3D-HEVC HLS (17):
NAL unit header and parameter sets
A comment was made that we may need the VPS concept due to the commonality of the majority of the relevant proposals.
It was asked about the motivation of having a VPS and what are the syntax elements that be potentially put in VPS.
-
The dependency of the views are signalled in VPS that not need to be present in multiple SPSs. This also includes view component order.
-
The level signalled in the SPS might not be accurate enough, especially for the multiview case, because multiple operation points may require correspondence to multiple profile/level indications, and the only one in the current SPS might not be accurate enough for that.
-
The short-term RPSs may be shared by multiple views, since the decoder buffer management of multiple views is typically aligned.
-
Temporal scalability related info. can also be moved to the VPS. Temporal sub-bitstreams can have different info. related to buffer management.
-
Representation format info. e.g., including bit depth, chroma sampling format, resolution of the sequences.
It was asked whether it is beneficial to have the VPS design given the current SPS design in the HEVC base specification?
-
One comment was made that even if the base spec. contains only SPS and not VPS, the VPS can be useful for extensions.
-
One comment was made that similar functionality can be supported with the proposals in m24817 and m24818.
-
Associating an SPS for each layer is convenient for extraction: the extracted results may be cleaner, meaning it doesn’t contain the non-VCL NAL units that belong to a layer which is not in the sub-bitstream.
-
This can be addressed by the scalable (multiview) layer not present SEI.
-
One comment was mentioned that the dependency of the SPSs may have error robustness issue. But it seems that this might not be a problem.
-
A "middle box" needs to collect all the SPSs and perform de-referencing of all the SPSs to perform the bitstream extraction. It was commented that the de-referencing process is an overhead compared to other VPS designs.
-
Activation of multiple SPSs might not be lightweight, but this potentially can be solved by sending the dependency info. in an SEI message.
-
Question: Are the SPS ids of the slice headers of the base and enhancement views equal to each other? This is not fully described. If multiple views use the same SPS id, the SPS has to be transmitted for each of the views, any slices that need to refer to different SPS content must refer to an SPS with a different id, unless the content of the SPS with the original id is changed. If different SPSs are used across layers, the problem doesn’t exist. If an SPS with a different id is used by a slice, an additional PPS is also needed consequentially.
-
A suggestion which sounds agreeable is either to take no action or to adopt the VPS as a concept and discuss further what syntax elements/functionalities to put into it, e.g., during the next meeting.
-
The majority of the participants agreed to have the VPS concept be adopted, even though there was no common understanding for the exact design in the VPS.

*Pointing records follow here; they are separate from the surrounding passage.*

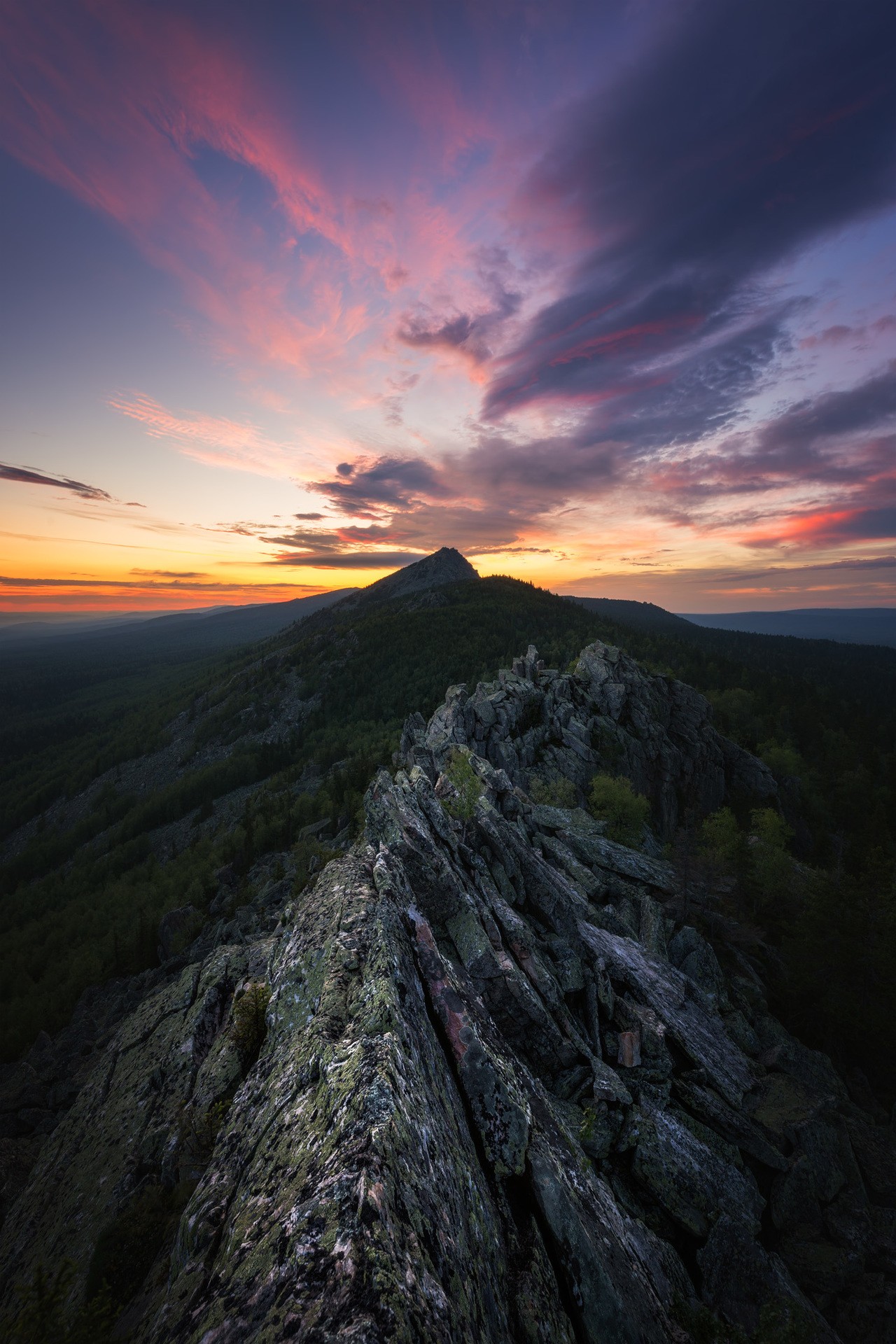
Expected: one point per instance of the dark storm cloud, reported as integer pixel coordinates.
(751, 128)
(470, 334)
(372, 483)
(24, 476)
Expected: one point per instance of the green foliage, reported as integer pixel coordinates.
(840, 952)
(771, 869)
(83, 905)
(554, 793)
(722, 840)
(43, 1315)
(613, 800)
(248, 1025)
(468, 784)
(785, 761)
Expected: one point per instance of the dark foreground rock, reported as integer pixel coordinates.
(500, 1093)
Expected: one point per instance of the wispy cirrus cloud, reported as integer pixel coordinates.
(29, 476)
(216, 440)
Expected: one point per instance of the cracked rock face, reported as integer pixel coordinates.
(449, 1133)
(608, 714)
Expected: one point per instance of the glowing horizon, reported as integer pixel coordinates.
(603, 296)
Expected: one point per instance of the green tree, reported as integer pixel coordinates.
(468, 784)
(613, 800)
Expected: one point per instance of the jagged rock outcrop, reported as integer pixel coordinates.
(608, 714)
(504, 1093)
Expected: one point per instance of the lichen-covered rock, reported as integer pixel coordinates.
(608, 714)
(434, 1133)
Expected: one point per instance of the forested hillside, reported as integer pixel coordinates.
(139, 785)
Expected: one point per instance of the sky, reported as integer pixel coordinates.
(602, 295)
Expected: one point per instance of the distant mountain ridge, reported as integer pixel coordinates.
(844, 625)
(209, 629)
(638, 616)
(442, 568)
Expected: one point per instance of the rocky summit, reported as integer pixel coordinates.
(433, 571)
(481, 1079)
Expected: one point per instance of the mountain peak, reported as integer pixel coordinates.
(444, 566)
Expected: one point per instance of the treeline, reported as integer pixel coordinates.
(85, 905)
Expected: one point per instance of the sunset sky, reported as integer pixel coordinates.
(602, 295)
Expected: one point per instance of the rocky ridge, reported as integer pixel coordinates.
(505, 1093)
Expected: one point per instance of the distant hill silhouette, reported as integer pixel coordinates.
(637, 616)
(846, 625)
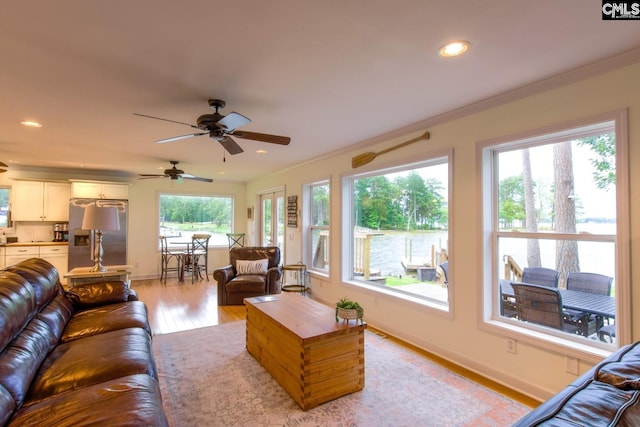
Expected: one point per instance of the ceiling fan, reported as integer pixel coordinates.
(222, 128)
(175, 174)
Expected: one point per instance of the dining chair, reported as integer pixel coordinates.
(167, 257)
(540, 276)
(199, 254)
(533, 275)
(543, 305)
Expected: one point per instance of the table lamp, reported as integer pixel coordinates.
(100, 219)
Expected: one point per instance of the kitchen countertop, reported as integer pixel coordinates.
(36, 244)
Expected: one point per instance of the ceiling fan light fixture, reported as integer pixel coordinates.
(455, 48)
(31, 123)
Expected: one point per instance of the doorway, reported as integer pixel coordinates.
(272, 219)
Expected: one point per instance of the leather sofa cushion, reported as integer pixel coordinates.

Decision: Adopt VPS concept into the HTM software, and further study this concept. Further discussion was suggested regarding whether we want to include this in the HTM Working Draft, which is currently unavailable.
Vidyo volunteered to provide some implementation of a VPS, wherein at least the view dependency can be implemented. Note that the view dependency is needed for reference picture list construction.
It is suggested that a document should be produced to describe what is included in the software.
It is also agreed that the picture parameter set, reference picture sets, reference picture list construction, and slice header are all more or less related to parameter sets, including the video parameter set, sequence parameter set, as well as potential SPS subsets. We may make decisions on proposals related to those aspects after the VPS design matures.
m24714
|
Jill Boyce, Danny Hong, Wonkap Jang
|
3D-HEVC HLS: Parameter sets modifications for extension hooks
|
This document proposes changes to both the HEVC base specification and the extensions (including 3DV).
The video parameter set (VPS) concept was proposed.
It was proposed that temporal scalability related info. is moved from SPS to VPS.
Each layer is uniquely identified by a layer_id.
It was proposed to rename reserved_one_5bits as layer_id_plus1. These five bits can be used to identify other dimensions of scalability.
The mapping of layer_id to other dimension information is in the video parameter set.
A comment was made that depth_flag might be always needed in the VPS design for a certain extension type.
Syntax elements proposed to be removed from the SPS included max_temproral_layers_minus1 and temporal_id_nesting_flag.
Other syntax elements might also be removed.
The view dependency structure is included in the VPS.
Information for the operation points is not included in the VPS.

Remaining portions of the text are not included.